At one point I noticed that it was three o’clock and the tour was nearly finished. I rushed to take in just a few more sights and haggle with someone over a beautiful tapestry that might look great at the end of one of our beds. You wrapped your arm around me and said, “What do you want to buy now?” Since you and the tour guide looked impatient, I stopped my negotiations and followed you both to the dock. We just needed to get back across the lake and onto our waiting van for the two hour trip back to Antiqua where our beautiful hotel room and bed waited our return. On the boat you grabbed a seat beside me as we endured the slow process of crossing the large lake, which had grown choppy with the afternoon wind. You asked me questions about whether my dad liked musicals. I thought it was an odd question but told you I had no memory of my dad ever liking musicals the way you did. This triggered my mind to drift to other questions I should have asked my father who had been dead for fifteen years. I remember thinking how hard it is to have someone close to you die and wished I could just give him a call and ask, “Michael wants to know if you like musicals.” Crazy how long someone can be dead and yet you still miss them a lot. I also caught myself thinking about how many people I’d lost in the past twenty some years.
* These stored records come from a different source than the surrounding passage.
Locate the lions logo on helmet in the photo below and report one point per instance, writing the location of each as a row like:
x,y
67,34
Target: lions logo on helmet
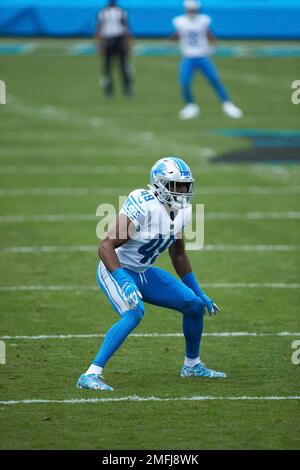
x,y
172,182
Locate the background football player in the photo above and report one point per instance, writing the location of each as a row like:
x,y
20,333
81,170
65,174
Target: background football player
x,y
194,34
150,222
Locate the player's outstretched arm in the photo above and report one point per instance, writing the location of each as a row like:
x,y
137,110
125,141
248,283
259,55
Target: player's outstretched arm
x,y
183,268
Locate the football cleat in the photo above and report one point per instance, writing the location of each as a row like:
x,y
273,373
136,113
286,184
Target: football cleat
x,y
199,370
92,382
190,111
231,110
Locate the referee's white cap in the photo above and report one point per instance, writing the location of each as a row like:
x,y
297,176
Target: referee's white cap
x,y
192,5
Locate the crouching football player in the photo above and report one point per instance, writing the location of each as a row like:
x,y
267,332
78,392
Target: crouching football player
x,y
150,222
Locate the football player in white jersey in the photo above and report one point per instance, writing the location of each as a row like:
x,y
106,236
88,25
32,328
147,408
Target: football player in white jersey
x,y
193,32
150,222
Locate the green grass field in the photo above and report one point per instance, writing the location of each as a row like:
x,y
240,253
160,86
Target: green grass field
x,y
64,149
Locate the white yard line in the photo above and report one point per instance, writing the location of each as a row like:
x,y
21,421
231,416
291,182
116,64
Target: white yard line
x,y
226,190
134,398
228,334
189,246
209,216
219,285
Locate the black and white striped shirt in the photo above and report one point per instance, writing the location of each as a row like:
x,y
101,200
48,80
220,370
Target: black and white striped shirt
x,y
113,22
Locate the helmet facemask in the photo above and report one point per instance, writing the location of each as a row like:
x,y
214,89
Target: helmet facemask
x,y
171,192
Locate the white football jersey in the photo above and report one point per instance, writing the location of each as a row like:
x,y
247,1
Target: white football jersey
x,y
192,32
112,21
155,229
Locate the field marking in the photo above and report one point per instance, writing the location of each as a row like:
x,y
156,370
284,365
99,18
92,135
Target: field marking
x,y
189,246
210,216
135,398
219,285
229,334
226,190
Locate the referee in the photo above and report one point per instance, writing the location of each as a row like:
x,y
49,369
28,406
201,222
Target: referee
x,y
113,35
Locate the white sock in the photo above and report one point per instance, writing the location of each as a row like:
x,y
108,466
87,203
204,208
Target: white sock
x,y
191,362
94,370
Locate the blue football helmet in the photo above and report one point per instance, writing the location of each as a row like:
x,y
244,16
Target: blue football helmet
x,y
172,182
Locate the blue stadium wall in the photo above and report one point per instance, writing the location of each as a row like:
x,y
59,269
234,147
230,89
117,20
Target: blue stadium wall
x,y
278,19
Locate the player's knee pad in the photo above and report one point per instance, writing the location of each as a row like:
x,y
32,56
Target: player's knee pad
x,y
194,307
135,315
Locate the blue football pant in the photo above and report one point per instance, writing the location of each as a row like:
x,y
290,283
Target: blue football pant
x,y
158,287
189,66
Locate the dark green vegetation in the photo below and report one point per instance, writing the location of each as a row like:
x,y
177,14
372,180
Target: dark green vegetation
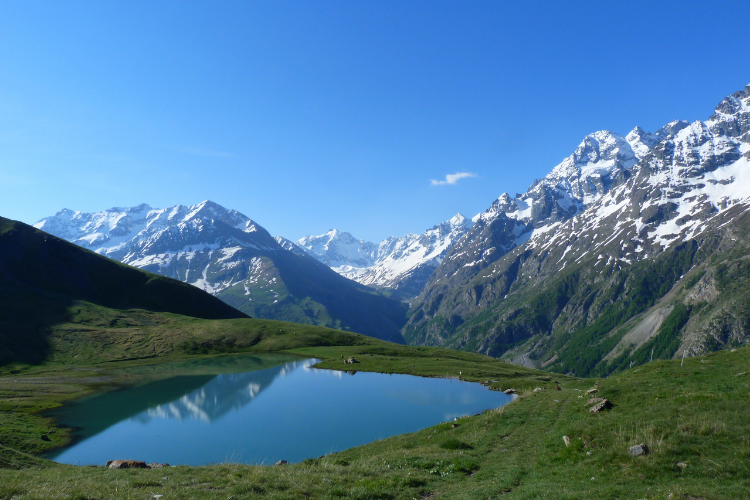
x,y
577,320
693,418
43,278
307,291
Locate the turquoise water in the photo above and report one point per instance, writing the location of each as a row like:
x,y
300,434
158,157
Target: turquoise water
x,y
278,408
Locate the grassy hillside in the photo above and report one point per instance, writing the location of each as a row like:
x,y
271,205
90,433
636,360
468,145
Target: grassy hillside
x,y
692,417
43,278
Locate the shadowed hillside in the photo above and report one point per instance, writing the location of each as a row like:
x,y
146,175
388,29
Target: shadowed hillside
x,y
41,277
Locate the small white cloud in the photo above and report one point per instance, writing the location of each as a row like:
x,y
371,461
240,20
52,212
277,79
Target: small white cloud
x,y
452,178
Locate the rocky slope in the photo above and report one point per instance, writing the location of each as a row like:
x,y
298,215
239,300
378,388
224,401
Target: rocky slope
x,y
560,276
402,264
232,257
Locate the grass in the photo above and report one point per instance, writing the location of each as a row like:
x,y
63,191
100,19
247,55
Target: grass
x,y
695,415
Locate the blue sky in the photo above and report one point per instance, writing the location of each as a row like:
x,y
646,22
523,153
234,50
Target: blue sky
x,y
307,116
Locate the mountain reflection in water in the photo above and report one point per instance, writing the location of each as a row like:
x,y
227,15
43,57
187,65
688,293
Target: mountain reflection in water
x,y
200,412
222,394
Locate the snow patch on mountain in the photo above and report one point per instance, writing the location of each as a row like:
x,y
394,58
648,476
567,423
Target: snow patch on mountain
x,y
394,261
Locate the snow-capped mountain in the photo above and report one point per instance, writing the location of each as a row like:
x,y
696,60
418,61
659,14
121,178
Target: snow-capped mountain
x,y
579,259
400,263
228,255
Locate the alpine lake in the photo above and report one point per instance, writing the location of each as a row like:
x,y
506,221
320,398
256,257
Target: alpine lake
x,y
257,409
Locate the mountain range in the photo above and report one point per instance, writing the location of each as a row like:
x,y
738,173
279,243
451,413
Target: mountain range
x,y
631,245
611,257
401,264
230,256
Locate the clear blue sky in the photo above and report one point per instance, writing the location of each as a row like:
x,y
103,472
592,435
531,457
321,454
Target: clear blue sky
x,y
307,115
First of my family to go, besides elderly grandparents, was my sixty-eight year old mother who died of lung cancer in 1986. Then, in a quick three month succession, I lost two friends and my cousin’s husband in the fall of 1987. After a near ten year reprieve, my father died at age 81 in 1996. In 1997, another good friend of mine died of ovarian cancer, a month after “my” ovarian cancer was detected. Over the noise from the outboard, Michael asked me what I was thinking and I quickly changed the subject to the choppy water and the beauty surrounding us. It had started to rain just a little but the sun was still shining. I looked around for a rainbow, but never found one. Now, here I sit, in a tiny room near the emergency room, reflecting on the day, and I can't help but wonder, was I going to lose you too??